3 Pieces of Advice From Adamm Miguest to Fellow Entrepreneurs

One of the best ways for fledgling entrepreneurs to become exposed to game-changing ideas is seeking advice from older, or at least more experienced colleagues. Learning by taking advice is preferable to learning from one’s own mistakes, even though some lessons can’t be learned any other way.

Adamm Miguest, for the time he’s spent being an entrepreneur, has managed to gain enough insights to have something valuable to share. With his social media music promotion business Rapid Launch Media doing exceptionally well, young entrepreneurs would do well to listen to Adamm’s advice and, at the very least, take it into account.

Just Start

Here’s a thing about perfect conditions for starting a venture: they won’t happen. To be completely accurate, they might, but that’s not something young entrepreneurs want to spend their time hoping for. It would be a terrible waste, especially if they had what they needed to get started all along.

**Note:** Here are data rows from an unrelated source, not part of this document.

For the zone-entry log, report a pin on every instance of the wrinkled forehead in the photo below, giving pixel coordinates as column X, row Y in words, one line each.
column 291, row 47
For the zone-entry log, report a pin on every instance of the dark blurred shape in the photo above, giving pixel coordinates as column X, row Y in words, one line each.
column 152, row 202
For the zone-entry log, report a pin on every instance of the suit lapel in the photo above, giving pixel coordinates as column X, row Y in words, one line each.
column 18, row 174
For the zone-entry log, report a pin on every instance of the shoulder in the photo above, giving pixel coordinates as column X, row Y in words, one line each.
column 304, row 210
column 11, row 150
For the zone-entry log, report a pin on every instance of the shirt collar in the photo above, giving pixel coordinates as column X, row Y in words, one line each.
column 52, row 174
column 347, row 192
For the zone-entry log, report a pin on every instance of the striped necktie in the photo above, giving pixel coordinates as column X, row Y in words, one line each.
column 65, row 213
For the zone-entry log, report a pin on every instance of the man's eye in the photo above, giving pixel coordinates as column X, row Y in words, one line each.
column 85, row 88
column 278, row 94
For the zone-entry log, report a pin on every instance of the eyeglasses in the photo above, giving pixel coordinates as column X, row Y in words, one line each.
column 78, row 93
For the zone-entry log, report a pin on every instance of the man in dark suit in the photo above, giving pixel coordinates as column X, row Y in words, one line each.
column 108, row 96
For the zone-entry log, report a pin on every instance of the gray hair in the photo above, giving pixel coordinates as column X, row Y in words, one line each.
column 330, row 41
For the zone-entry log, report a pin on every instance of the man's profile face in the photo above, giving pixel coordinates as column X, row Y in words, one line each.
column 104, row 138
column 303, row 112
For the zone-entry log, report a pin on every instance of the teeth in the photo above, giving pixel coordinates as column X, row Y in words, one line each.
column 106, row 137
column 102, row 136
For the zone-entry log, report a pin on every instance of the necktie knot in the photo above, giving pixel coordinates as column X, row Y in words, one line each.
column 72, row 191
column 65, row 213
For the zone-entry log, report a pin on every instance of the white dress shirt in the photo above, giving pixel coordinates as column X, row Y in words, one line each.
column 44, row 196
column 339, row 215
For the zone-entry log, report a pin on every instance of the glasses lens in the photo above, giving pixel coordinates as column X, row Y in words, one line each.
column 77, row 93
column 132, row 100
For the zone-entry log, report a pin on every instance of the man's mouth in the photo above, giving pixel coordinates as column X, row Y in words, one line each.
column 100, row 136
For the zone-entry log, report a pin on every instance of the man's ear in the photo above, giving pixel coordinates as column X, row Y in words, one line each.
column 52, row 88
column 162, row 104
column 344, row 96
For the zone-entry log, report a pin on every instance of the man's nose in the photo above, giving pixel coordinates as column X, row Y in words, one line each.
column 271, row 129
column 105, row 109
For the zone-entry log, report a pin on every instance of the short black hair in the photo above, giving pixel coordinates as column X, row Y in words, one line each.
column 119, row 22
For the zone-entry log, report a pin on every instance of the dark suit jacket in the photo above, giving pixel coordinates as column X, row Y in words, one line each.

That something just might be the right attitude. According to Adamm, all it takes to start a business is just to start one. Nothing more, nothing less. At a certain point in the future, the business might grow, and important decisions will need to be made, but there is no way a business can get to that stage if it doesn’t lift off the ground in the first place.

So just starting it is the advice Adamm would impart. A side hustle that’s worked on every day of the week with consistency might grow into a seven-figure business within just a year. It happened to Adamm, so why not another entrepreneur?

Find Motivation in the Right Place

Having the right motivation to go into business is another one of those business-speak tropes that get thrown around quite a lot, especially in contexts where it doesn’t mean a whole lot. However, motivation is very important for young entrepreneurs. According to Adamm, it might be even more important where the entrepreneur derives the motivation from.

For him, there’s no better place to look for that than inside, at the internal factors that make people tick. Instead of looking at the external factors, young entrepreneurs are encouraged to look deep inside and find out what’s within them that’s making them do the things they do. If that sounds like a good lesson for life, it only goes to show how entrepreneurship and having a normal life have some things in common.

Pay Special Attention to the First Employee

It’s very hard for a solo entrepreneur to run a business on their own. At the very least, they’ll want to scale it sooner or later, and at that time, they’ll probably need to bring someone else on board. Finding the right kind of talent is crucial for a startup, but there’s something else Adamm would like to advise.

When they find their first employee, an entrepreneur should train and educate them as much as possible. One of the easiest ways to share the burden is to help an employee become the person who will be able to carry it with grace. So the last piece of advice from Adamm would be to make sure to create a deputy. It helps with setting the company culture from the very start, and it gives an entrepreneur someone they know they can rely on.